Dos lugares investigados, 65% ofereceram bens de baixo valor monetário e baixa
qualidade nutricional7, como hambúrgueres, cachorro-quente, tapiocas
(Figura 3), doces em pacotes em
geral, sorvetes gordurosos, águas aromatizadas, refrigerantes, dentre outros. Entre os locais
específicos que visitamos e com características tradicionais na venda de comida
de rua estão aqueles que recebem eventos esportivos. Neste ambiente, escolhemos
a proximidade dos campos de futebol, onde encontramos o alto consumo de pizzas,
hambúrgueres e sanduíches em geral com refrigerantes. No que se
refere aos produtos de alta qualidade nutricional vendidos nas ruas, uma
periodicidade esporádica sazonal foi reconhecida nos eventos de venda. As feiras
itinerantes da cidade de São Paulo (feiras orgânicas, agroecológicas e
gastronômicas) não acontecem todos os dias. Congratulando-se com um público com
melhor renda, onde se oferecem frutas, legumes e verduras, refeições preparadas
com ingredientes especiais e diferenciados nutricionalmente, ocorrem em alguns
dias fixos na semana (Figura 4). Em lugares como esses, foram encontrados consumidores que
afirmaram realizar uma dieta mais saudável.
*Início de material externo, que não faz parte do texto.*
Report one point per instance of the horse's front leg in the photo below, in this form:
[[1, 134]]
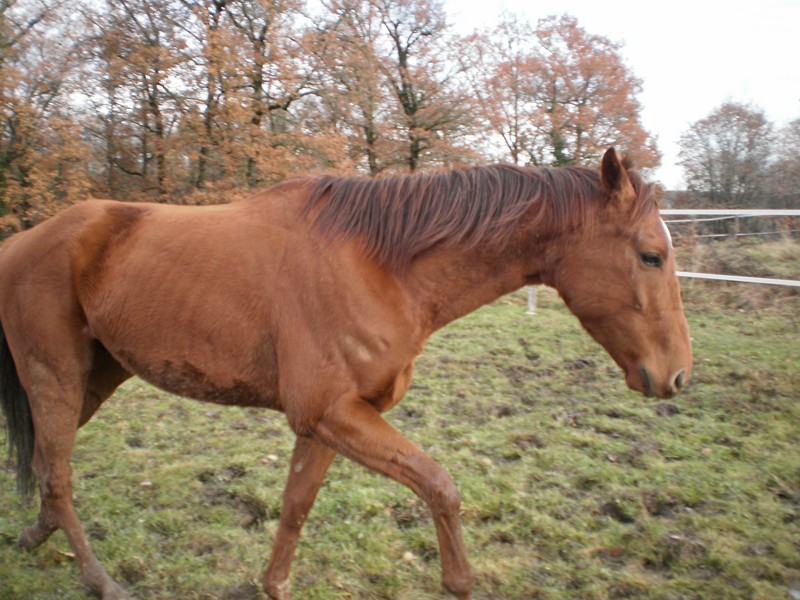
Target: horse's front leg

Com melhores remunerações, eles
podem obter uma maior quantidade de frutas, legumes e verduras no dia a dia. De
forma positiva, em São Paulo, em relação aos produtos orgânicos, quase todos os
pontos de venda encontraram a certificação dos alimentos comercializados
(Figura 5). Desta forma, dos inquéritos realizados com os
consumidores nas ruas, foi apontado que apenas uma minoria (11% de frutas e 2%
de legumes e verduras) apresentou uma dieta ideal8 no dia anterior à
entrevista (Tabela 1). Assim, mais da metade dos inquiridos relatou gastar
mais de 40% de sua renda com alimentos (Tabela 2). A América Latina vive sob a interferência de um ciclo
de crise do capitalismo internacional. Nessa realidade, o pleno emprego foi
suplantado e o subemprego expandiu--se na economia. Projetos de economia
informal que são instalados em diferentes espaços urbanos (estradas, esquinas,
trens, metrôs, ônibus, entre outros pontos de alta circulação de pessoas) se
caracterizam por pequenos investimentos e mão de obra intensiva. Com pequenas
quantidades de vendedores de produtos (migrantes e imigrantes principalmen-te),
procuram adquirir o suficiente para sustentar suas famílias. No que diz respeito aos consumidores, duas
características principais foram identificadas no perfil dos entrevistados: são
principalmente trabalhadores de baixa renda e que fazem grandes viagens diárias
entre suas casas e o trabalho. Portanto, eles fazem algumas de suas refeições
em pontos de comida nas ruas. ____________________________ 1O
circuito inferior da economia remete às atividades rudimentares vigentes na
economia que fazem uso intensivo de mão de obra (com baixo nível tecnológico),
baixa capitalização e sem estrutura organizacional legitimada (planejamento
financeiro e logístico, por exemplo). 2FOOD
AND AGRICULTURE ORGANIZATION OF THE UNITED NATIONS - FAO. Informe del Seminario-Taller Latinoamericano sobre control de alimentos
que se venden en las Calles. Chile: FAO/OPS, 1994. (RLAC/94/07/NUT-57). 3Definiram-se,
nessas diferentes regiões da capital paulista, pontos de alta circulação de
pessoas como terminais de ônibus, estações de metrô, praças públicas, feiras
livres (tradicionais e orgânicas), praças públicas, universidades, hospitais e
eventos esportivos (estádios de futebol). 4MINISTÉRIO DA SAÚDE.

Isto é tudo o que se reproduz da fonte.